| HN Mirror

Small slack teams are easily horizontally scalable; for a small team, the web server, the app server, and the db could probably run on a single EC2 instance, and AWS offers some rather large instance sizes.

Lets start there, though. 70k stand-alone (paid!) slack teams means 70k stand-alone systems. How do you operate, well, all of them, simultaneously? With one mammoth central database, there's one database to upgrade; if it goes down, there's one database to fix. With 70k small databases there's 70,000 problems! With 70,000 systems, how do your engineers deploy code, and how many times per day can they do it (it had better be well into the double digits)? How do you roll them back? What do you do if an upgrade goes wrong? With 70k different apps, one small problem quickly becomes 70k small problems, which is harder to manage than 1. Some things can (and I'm sure are) scaled horizontally but the isolation that grants you does not come for free.

And then, what about past that? Looking at the customers listed on Slack.com, they serve some larger enterprises, who are going to need the "expensive" level of scaling. No database is going to be able to scale to that level without team to manage it (no matter the technology), so then you need a queue as well as a db, plus a team to manage each of those, and then how do you do searching/indexing. You also can't ever take a single database node offline, so then it's a database cluster, with hot spares, and also large enterprises operate globally so then their slack team system needs to run multi-region hot as well, and then and then and then? I've got Slack open all the time on both my (work) phone and my (work) laptop as do the majority of my coworkers, which means their webservers have heavier requirements compared to Lyft, which I use for a few minutes whenever I take a ride.

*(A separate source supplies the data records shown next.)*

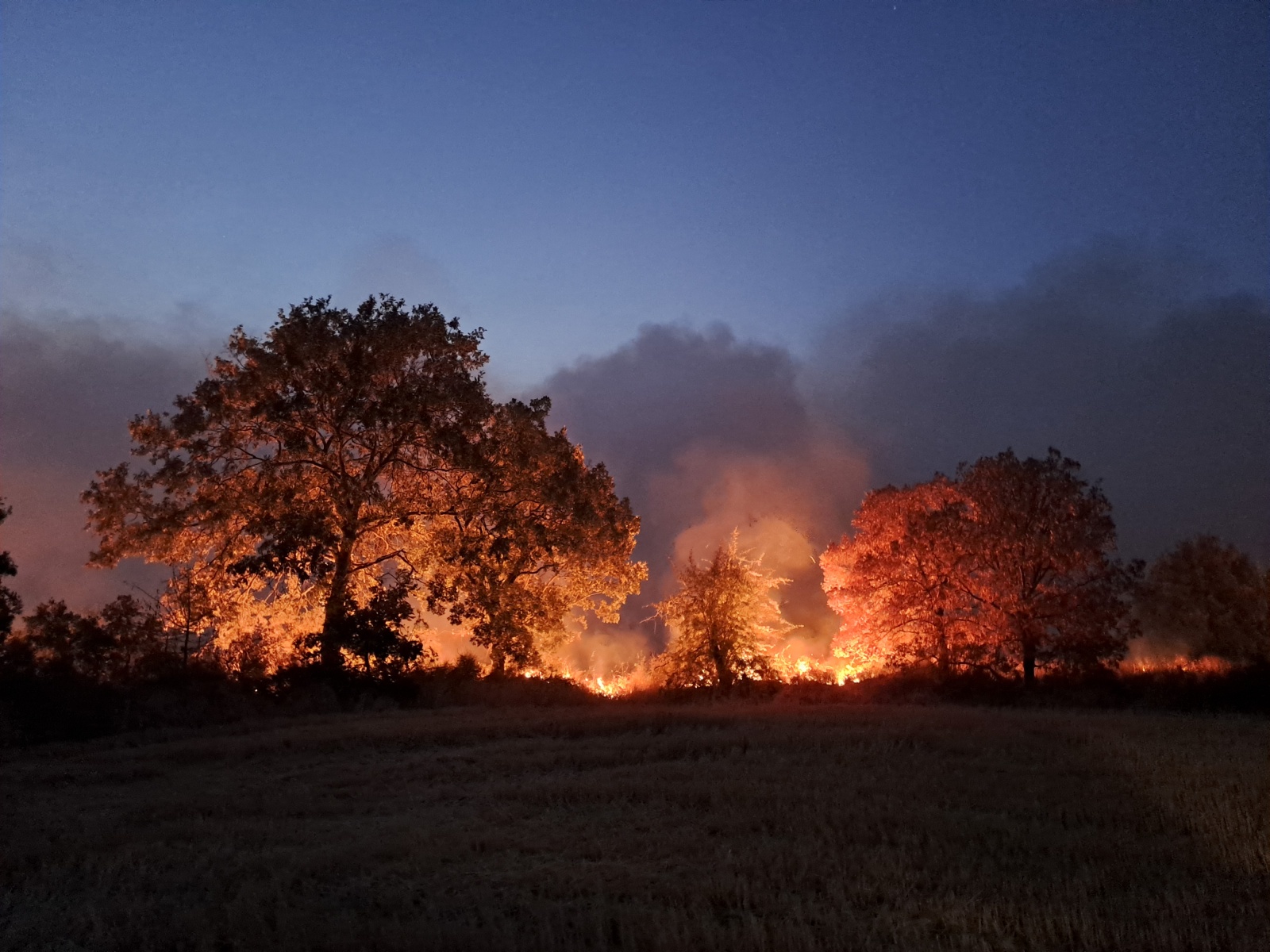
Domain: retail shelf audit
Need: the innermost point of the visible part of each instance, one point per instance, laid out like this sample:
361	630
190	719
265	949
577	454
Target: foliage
724	620
374	632
304	465
1210	597
118	645
1045	575
1006	568
533	539
10	605
895	579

Slack usage will hit a lull outside of business hours, so you'd want it to scale resources that serve that - I'll bet a non-insignificant portion of the $4M/month probably goes to resources that are only used during the business day - so in some sense, Slack is paying AWS a premium to not pay them for unneeded resources at 3:30 AM.

Slack's optimized their app for development cost (much to my laptop's sadness), it doesn't seem that far fetched that slack has also done some optimization of server side costs. future money isn't worth as much as money today is, and this fact is reflected in AWS RI offerings.